Do you ever visit pics.bbzzdd.com? Check out this archived copy, and read the
News column:
http://web.archive.org/web/20050123023626/http://pics.bbzzdd.com/
Do you ever do Google searches? Adwords hack --> exploit-bearing websites.
Ever go to Asus.com? It was recently hacked, hosting zero-day ANI exploits. Or TheRegister.co.uk with the well-known Bofra incident. Even Microsoft's own sites can get hacked...

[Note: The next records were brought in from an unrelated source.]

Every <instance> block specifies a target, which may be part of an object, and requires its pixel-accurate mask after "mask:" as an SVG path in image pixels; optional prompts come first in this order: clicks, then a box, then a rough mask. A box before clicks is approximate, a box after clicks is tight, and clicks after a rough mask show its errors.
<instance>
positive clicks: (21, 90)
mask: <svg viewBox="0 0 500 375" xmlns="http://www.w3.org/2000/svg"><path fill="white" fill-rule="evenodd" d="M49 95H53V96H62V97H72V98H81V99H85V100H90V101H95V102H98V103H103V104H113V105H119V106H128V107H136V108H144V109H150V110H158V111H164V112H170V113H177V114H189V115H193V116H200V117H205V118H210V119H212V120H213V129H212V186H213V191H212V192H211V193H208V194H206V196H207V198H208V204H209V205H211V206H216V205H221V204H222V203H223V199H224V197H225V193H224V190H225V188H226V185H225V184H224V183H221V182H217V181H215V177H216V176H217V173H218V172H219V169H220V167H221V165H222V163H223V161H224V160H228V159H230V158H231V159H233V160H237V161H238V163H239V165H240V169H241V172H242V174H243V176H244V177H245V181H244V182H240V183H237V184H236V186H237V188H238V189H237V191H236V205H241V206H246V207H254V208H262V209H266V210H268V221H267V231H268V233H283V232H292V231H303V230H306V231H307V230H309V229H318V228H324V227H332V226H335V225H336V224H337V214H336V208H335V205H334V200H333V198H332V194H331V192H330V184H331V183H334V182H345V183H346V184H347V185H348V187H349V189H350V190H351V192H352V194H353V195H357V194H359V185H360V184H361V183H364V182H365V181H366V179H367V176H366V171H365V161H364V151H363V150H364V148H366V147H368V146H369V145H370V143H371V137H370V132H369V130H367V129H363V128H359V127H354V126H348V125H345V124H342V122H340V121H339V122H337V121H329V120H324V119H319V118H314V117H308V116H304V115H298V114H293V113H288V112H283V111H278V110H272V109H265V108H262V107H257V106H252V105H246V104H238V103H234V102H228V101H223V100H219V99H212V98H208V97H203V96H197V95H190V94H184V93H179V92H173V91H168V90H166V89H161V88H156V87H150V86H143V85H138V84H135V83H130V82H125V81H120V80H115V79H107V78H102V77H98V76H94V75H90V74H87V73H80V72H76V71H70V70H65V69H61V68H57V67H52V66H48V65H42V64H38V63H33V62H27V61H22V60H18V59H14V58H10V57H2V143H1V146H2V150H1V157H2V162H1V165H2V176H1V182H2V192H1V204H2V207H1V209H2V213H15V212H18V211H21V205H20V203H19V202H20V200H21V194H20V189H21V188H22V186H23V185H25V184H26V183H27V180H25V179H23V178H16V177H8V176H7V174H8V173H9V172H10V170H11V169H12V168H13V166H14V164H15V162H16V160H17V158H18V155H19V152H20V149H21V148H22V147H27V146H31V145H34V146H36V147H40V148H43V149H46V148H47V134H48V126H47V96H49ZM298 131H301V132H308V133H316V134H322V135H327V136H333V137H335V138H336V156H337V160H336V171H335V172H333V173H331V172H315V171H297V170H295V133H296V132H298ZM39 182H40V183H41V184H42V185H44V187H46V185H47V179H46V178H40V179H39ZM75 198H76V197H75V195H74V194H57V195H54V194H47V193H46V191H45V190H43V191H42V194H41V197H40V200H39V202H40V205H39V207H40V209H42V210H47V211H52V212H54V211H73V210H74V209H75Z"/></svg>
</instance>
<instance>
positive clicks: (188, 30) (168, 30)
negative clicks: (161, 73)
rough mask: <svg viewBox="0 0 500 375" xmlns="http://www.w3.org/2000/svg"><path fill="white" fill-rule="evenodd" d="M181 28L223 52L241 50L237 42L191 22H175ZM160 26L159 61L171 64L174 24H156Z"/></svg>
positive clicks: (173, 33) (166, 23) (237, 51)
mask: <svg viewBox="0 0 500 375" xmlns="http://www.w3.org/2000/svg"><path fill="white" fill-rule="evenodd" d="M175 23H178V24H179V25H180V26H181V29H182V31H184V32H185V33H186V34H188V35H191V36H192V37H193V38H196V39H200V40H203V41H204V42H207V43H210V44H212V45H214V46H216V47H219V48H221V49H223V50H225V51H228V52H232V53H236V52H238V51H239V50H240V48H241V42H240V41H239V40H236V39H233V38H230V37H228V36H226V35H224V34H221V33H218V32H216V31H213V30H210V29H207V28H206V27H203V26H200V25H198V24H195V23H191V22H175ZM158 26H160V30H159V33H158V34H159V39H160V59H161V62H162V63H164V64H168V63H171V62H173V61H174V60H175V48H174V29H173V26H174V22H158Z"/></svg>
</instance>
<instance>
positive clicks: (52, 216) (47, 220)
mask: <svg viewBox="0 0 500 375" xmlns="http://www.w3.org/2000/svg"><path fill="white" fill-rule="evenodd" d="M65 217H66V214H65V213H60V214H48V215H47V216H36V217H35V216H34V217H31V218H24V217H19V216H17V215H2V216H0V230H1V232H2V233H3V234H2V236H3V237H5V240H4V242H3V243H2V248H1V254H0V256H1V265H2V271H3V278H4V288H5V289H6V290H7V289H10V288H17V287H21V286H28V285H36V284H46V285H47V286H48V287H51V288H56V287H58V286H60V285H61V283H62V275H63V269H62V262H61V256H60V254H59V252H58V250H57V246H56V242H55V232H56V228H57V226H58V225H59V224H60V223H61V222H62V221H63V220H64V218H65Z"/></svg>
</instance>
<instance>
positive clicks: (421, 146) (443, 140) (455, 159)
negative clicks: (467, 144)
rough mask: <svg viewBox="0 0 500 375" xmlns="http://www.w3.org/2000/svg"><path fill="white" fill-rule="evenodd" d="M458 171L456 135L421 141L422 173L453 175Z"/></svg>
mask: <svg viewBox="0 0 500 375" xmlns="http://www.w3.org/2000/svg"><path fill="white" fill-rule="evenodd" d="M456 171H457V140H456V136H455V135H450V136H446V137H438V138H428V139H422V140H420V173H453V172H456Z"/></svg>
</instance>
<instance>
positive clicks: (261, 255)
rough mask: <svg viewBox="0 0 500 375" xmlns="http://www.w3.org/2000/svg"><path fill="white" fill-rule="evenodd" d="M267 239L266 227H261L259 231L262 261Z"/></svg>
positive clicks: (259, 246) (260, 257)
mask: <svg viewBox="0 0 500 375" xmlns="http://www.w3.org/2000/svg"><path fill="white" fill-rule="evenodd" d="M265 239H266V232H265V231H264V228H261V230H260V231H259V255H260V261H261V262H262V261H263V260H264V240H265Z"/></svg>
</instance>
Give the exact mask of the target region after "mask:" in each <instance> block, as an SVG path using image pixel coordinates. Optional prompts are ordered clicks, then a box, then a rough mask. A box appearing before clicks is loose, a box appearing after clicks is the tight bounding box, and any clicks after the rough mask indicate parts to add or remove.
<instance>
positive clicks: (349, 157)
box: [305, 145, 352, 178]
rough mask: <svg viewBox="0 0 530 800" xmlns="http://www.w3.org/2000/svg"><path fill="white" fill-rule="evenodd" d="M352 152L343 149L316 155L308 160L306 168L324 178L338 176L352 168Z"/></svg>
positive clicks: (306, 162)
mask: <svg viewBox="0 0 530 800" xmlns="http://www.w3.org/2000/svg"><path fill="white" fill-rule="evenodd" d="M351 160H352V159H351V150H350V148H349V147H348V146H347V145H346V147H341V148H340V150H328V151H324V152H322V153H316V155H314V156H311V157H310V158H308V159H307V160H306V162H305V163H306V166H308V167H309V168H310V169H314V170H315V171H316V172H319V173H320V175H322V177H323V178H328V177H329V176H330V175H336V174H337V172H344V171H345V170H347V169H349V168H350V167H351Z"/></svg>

IEAK page hacked.. Where I used to work, our own non-profit agency's webserving host got hacked (thanks a lot, Interland) and was trying to feed our own computers malware. And of course I had set our browsers to use our site as the homepage. Because I figured it would be
safe :roll:
The main point isn't whether you've been exposed to those specific threats, but to show the bigger picture:
the bad guys are determined, and they could come at you from a vector you're not expecting. Possibly even one you trust. Not just alluring Zip files with pics of teh sexay. Vista gives people, and clueless newbies especially, a big boost in security. UAC is the most visible aspect of those changes but it goes beyond that.

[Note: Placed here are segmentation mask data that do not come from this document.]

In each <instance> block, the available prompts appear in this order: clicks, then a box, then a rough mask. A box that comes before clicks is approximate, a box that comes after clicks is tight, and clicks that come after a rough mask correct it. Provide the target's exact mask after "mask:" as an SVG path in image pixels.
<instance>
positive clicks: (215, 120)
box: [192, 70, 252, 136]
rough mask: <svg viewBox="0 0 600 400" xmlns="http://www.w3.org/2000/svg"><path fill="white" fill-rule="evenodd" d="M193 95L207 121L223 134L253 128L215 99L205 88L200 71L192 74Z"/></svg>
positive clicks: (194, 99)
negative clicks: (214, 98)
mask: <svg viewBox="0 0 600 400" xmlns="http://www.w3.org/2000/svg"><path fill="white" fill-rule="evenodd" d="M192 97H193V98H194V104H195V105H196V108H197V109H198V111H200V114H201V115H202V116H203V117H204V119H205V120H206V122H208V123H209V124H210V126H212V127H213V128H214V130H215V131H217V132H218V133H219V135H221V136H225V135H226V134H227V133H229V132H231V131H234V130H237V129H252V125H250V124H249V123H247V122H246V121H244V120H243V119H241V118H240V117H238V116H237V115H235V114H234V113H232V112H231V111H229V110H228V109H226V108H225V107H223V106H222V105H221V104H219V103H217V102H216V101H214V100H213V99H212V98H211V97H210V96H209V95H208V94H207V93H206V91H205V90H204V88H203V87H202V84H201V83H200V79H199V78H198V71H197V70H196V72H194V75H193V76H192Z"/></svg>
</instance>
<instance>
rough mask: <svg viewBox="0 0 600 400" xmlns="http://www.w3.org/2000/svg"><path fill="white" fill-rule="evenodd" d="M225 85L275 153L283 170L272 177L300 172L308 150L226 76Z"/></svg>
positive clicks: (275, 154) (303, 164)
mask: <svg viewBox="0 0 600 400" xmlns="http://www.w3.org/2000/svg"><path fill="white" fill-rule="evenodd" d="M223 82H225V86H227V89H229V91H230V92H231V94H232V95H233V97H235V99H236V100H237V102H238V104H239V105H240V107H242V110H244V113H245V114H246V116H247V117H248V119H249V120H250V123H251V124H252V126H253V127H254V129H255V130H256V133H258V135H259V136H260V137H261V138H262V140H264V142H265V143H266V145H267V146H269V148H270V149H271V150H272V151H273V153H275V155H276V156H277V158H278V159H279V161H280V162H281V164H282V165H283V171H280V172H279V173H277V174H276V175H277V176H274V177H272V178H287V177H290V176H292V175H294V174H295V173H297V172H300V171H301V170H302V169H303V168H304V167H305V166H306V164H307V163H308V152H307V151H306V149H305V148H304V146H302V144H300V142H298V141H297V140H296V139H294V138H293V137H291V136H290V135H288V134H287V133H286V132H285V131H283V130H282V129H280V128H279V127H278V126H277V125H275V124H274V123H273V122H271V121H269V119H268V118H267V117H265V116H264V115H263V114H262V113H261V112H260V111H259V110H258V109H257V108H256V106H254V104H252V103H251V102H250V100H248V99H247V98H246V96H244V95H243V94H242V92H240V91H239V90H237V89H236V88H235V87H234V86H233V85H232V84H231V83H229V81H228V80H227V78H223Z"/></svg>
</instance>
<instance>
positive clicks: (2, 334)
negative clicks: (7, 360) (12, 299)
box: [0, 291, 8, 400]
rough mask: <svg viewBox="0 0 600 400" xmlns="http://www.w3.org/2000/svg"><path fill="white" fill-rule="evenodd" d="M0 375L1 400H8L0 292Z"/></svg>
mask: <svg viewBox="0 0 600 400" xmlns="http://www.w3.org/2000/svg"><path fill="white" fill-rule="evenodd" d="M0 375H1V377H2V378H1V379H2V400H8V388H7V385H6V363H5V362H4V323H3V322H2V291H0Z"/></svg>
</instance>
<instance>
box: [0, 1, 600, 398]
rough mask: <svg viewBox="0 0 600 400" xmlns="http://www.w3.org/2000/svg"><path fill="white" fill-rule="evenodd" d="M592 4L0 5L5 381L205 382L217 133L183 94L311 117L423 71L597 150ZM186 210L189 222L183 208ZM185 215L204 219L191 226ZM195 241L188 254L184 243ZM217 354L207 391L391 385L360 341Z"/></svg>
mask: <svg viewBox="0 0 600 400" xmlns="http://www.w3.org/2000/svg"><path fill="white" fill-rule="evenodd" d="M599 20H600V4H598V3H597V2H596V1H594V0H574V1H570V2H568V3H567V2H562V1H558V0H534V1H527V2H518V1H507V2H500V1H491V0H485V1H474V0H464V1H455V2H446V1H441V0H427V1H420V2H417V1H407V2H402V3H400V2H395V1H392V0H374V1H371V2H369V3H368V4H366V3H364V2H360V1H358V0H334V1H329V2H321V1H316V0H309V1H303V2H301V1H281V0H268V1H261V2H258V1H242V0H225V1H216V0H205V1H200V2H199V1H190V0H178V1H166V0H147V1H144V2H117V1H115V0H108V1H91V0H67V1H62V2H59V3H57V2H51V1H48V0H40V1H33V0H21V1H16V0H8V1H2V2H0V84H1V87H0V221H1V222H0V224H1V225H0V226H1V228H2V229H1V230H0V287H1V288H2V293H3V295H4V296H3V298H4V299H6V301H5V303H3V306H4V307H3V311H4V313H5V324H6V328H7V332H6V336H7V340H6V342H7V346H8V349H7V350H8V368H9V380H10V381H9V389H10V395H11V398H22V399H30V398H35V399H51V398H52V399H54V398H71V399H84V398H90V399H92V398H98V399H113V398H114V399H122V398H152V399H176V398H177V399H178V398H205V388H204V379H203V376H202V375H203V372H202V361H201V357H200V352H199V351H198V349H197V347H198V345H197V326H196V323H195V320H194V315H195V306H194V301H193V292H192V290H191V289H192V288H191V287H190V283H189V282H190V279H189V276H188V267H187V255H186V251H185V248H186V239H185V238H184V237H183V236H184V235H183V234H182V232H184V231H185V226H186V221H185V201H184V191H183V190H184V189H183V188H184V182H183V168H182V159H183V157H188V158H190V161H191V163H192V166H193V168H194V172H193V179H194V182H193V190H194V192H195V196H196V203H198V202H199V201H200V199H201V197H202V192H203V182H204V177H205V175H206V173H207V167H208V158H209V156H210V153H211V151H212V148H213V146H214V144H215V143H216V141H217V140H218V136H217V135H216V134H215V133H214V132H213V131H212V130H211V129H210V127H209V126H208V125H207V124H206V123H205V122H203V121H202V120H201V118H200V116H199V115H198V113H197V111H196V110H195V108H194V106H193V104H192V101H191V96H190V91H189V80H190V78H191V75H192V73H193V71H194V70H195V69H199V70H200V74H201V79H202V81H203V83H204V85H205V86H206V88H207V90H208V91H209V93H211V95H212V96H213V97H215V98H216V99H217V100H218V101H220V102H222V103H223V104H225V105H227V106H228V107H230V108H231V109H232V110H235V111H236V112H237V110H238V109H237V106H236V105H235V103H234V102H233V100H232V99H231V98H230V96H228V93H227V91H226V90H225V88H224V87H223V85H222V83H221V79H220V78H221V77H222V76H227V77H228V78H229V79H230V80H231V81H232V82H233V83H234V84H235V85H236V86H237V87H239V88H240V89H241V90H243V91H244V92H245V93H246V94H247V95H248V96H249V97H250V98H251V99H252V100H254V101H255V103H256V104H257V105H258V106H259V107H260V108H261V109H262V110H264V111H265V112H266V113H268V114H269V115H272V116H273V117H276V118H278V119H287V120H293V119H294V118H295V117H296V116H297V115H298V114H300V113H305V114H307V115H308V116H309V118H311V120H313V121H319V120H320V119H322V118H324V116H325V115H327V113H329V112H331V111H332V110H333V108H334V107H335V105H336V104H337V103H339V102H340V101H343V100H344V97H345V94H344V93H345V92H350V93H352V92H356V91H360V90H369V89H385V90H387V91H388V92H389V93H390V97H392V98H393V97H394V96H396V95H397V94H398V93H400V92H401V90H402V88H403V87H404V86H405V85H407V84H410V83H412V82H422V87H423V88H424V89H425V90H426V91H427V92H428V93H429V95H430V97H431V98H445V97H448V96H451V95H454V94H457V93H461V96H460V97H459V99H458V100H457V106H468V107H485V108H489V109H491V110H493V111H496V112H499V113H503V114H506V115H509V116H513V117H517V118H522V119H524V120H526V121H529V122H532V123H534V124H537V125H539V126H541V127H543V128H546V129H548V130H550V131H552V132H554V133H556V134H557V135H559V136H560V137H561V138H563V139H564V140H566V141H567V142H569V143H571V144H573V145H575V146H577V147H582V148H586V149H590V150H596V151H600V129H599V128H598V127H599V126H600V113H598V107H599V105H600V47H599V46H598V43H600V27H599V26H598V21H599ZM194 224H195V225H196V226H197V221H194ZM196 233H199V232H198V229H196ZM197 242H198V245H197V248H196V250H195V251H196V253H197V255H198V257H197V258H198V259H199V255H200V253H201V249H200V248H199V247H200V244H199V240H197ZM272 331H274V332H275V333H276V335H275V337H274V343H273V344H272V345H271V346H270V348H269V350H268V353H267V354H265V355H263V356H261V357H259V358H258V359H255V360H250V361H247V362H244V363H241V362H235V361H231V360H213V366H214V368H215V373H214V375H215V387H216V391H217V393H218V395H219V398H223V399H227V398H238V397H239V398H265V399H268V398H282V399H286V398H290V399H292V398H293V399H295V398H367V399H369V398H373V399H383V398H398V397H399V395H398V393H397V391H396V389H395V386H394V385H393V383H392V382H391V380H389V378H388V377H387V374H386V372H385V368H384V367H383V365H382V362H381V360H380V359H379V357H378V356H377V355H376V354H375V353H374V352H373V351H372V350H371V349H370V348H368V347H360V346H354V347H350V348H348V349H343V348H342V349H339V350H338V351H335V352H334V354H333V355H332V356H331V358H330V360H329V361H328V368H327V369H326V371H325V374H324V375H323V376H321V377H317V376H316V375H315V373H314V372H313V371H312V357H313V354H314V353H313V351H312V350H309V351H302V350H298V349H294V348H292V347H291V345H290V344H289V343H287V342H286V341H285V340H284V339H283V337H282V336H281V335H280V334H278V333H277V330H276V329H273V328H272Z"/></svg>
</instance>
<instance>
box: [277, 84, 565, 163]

So I find it a bit aggravating to have people blathering on about how Vista doesn't have anything new. Considering that botnets tripled in size in two weeks earlier this year, I also dispute that there's nothing in Vista that people really need, and that there's nothing wrong with WinXP. It's time to turn the tide on the botmasters, the Spammers, the carders and the phishers, and getting the average folks onto a more secure OS is going to help, whether that means Vista or something else. The realities of the PC market being what they are, that basically means Vista.